Capítulo 5
Ele entrou na sala, que se encontrava em uma penumbra assustadoramente acolhedora. Era um silêncio que, para Hector, naquele momento, era apenas mais um ponto de aconchego e serenidade, o refúgio perfeito para uma alma em conflito.
Hector seguiu em direção a sua cadeira de couro maciça. Sentou-se, o corpo afundando levemente no couro, e assumiu uma postura imponente que era pura fachada. Os cotovelos apoiaram-se nos braços da cadeira, as pontas dos dedos se unindo sob o queixo. Seus olhos, normalmente tão focados e alerta, fitavam o vazio, o retrato emoldurado de seu time de beisebol favorito na parede oposta nada mais era que uma mancha sem forma.
— O que diabos farei da minha vida? — A pergunta foi um sussurro rouco, carregado de uma angústia que o silêncio da sala pareceu absorver e amplificar. Como lidar com esse desejo que crescia como um fogo descontrolado? Como honrar a amizade de décadas com Johan enquanto sua mente aparecia a imagem de sua filha com pensamentos lascivos e pecaminosos? Ele fechou os olhos, e lá estava ela: Theresa, com seu sorriso que era ao mesmo tempo doce e desafiador, seus olhos que pareciam ver através de todas as suas defesas. Era um tormento, uma tentação, um inferno pessoal que ele mesmo havia alimentado.
***
Theresa Michaels andava com uma pressa. O relógio no alto de um prédio comercial confirmou seus piores temores: estava atrasada para a aula de Literatura Brasileira, a única matéria cujo professor era um carrasco com pontualidade.

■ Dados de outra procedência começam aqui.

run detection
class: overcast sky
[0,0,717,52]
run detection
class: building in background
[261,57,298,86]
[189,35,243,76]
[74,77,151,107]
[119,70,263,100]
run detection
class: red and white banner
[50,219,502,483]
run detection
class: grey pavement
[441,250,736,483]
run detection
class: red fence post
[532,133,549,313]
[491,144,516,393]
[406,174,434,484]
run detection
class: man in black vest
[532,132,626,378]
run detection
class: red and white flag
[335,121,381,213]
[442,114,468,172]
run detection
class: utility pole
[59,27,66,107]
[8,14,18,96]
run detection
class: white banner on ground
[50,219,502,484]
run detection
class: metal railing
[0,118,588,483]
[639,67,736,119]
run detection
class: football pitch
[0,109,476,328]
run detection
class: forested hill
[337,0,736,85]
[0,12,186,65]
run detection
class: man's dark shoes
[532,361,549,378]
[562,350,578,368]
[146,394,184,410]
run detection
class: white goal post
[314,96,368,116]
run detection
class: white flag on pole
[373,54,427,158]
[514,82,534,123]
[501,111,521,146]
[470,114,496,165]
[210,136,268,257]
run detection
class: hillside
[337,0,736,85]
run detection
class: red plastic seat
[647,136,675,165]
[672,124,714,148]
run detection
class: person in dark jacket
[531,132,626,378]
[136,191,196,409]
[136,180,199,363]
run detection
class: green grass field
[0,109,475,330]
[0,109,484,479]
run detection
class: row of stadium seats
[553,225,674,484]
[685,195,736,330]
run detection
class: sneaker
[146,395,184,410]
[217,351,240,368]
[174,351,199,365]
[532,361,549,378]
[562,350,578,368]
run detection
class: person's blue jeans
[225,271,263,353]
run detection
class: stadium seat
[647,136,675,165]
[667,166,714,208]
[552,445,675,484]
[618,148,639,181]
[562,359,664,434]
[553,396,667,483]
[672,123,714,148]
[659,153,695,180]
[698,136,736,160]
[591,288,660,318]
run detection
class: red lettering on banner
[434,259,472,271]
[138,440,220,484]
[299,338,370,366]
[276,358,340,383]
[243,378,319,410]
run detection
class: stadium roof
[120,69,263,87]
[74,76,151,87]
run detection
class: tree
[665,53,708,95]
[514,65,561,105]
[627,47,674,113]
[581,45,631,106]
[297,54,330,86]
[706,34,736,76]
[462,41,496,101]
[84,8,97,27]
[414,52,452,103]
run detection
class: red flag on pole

“Quem te mandou ficar acordada até tarde na noite anterior, se remoendo por causa de um idiota?” Ela pensou, se amaldiçoando mentalmente enquanto desviava de um grupo de turistas. “Infernoooo!”
A frustração era um gosto amargo em sua boca. Ela acelerou o passo, a mochila batendo contra suas costas a cada movimento. Assim que a fachada de tijolos aparentes do prédio da faculdade surgiu à sua frente, seu coração deu um salto, mas não por causa do atraso. Lá, parado na calçada, estava Ryan. Segurava um buquê de rosas vermelhas tão enorme e artificialmente perfeito que parecia mais uma peça de cenário do que um gesto genuíno.

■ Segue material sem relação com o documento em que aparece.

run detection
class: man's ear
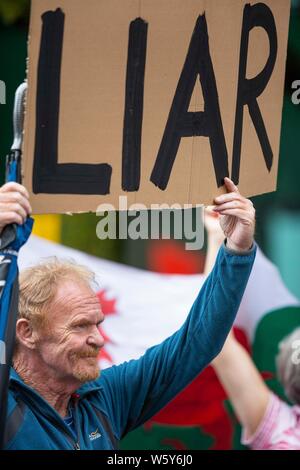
[16,318,38,349]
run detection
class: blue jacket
[6,246,256,450]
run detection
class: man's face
[37,280,104,383]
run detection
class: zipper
[72,393,81,450]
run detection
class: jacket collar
[10,367,103,399]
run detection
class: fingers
[0,182,29,199]
[224,176,239,193]
[214,198,253,213]
[0,202,28,222]
[0,212,24,230]
[0,191,32,214]
[0,182,32,230]
[214,208,255,225]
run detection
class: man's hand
[214,178,255,251]
[0,183,31,234]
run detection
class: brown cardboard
[23,0,290,213]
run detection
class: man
[0,178,256,450]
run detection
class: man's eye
[76,323,88,329]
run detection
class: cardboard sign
[23,0,290,213]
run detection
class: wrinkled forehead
[49,279,103,322]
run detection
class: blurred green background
[0,0,300,297]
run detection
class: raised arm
[212,332,271,436]
[101,180,255,438]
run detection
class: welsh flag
[19,236,300,450]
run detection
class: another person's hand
[0,182,32,234]
[214,178,255,251]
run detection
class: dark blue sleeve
[100,242,256,438]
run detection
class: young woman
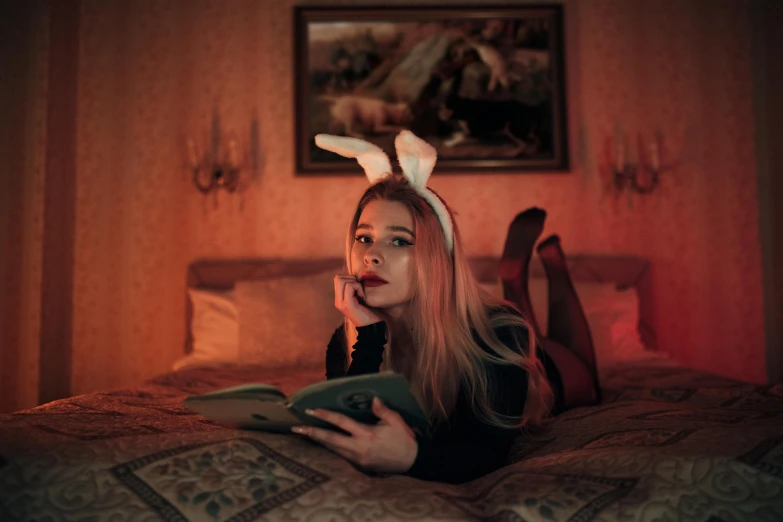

Theresa revirou os olhos com uma mistura de raiva e cansaço. “Não. Hoje não.” Ela determinou internamente, ajustando a alça da mochila no ombro e fixando o olhar no topo dos degraus que levavam à entrada principal. Ela seguiu seu caminho, decidida a ignorar completamente a presença do homem que um dia pensou amar, e que, na primeira oportunidade, lhe enfiara uma faca nas costas com a traição mais clichê possível.

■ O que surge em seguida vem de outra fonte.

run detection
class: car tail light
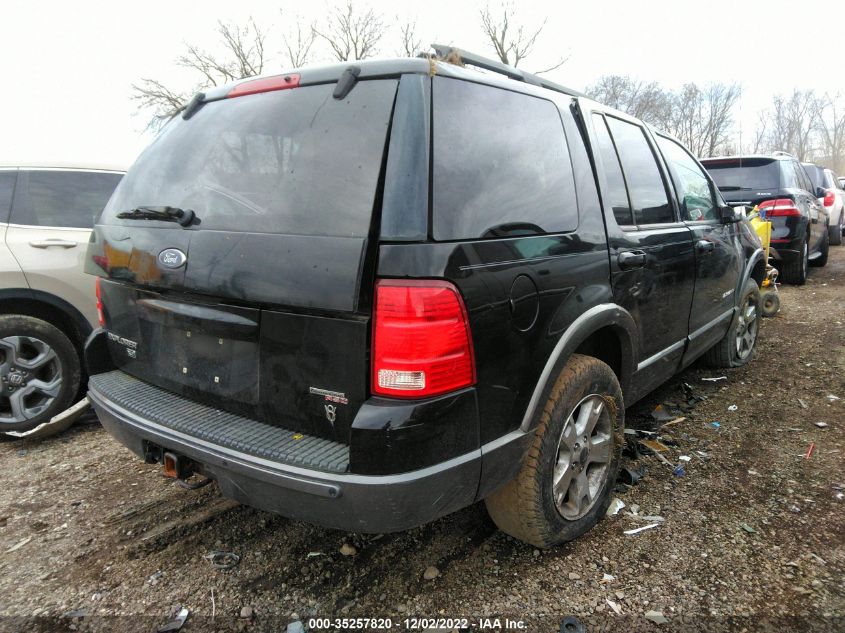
[760,198,801,217]
[372,279,475,398]
[226,74,299,99]
[823,189,836,207]
[94,277,106,327]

— Amo... — a voz de Ryan, suave cortou o ar assim que ela passou por ele.
Ela parou. Então, se virou para encará-lo. Seus olhos, normalmente cheios de calor, estavam frios como gelo.
— Nunca mais me chame disso. — A voz dela era gélida e cortante. — Não sou e nunca fui isso para você. Esqueça essa palavra.
Ryan manteve o sorriso falso, mas um incômodo passou por seus olhos. Ele estendeu o buquê.
— Theresa, por favor. São para você. Você é o meu amor, sabe disso. Sempre foi.
— Não sou. — Ela cravou os olhos nele, recusando-se a olhar para as rosas. — E sabe por que não sou? Porque você não sabe o que é amar. Amor não some na primeira oportunidade, não se enfia no primeiro rabo de saia.
O rosto de Ryan perdeu um pouco da cor.
— Mas... Theresa, foi um erro. Um erro idiota, eu estava bêbado, ela não significava nada...
— Não, Ryan. — Ela interrompeu, erguendo a mão para silenciá-lo. Ela já estava com a paciência esgotada. — Não tem ‘mas’. Foi exatamente o que você fez. E isso, para mim, não tem perdão. Não existe desculpa que apague o desrespeito. Não existe bebida que justifique a quebra de confiança.
Ele abriu a boca para protestar novamente, mas Theresa já havia se virado. Ela subiu os degraus com uma determinação renovada, sentindo o peso do olhar dele em suas costas, mas também uma leveza estranha. Havia dito a verdade. Havia colocado um ponto final naquela história.
— Esquece, Ryan! — Ela jogou a frase por sobre o ombro, sem sequer olhar para trás. — Vai oferecer suas rosas para a próxima. Tenho certeza de que você vai encontrar outra trouxa disposta a acreditar na sua lábia. Eu não sou mais uma delas.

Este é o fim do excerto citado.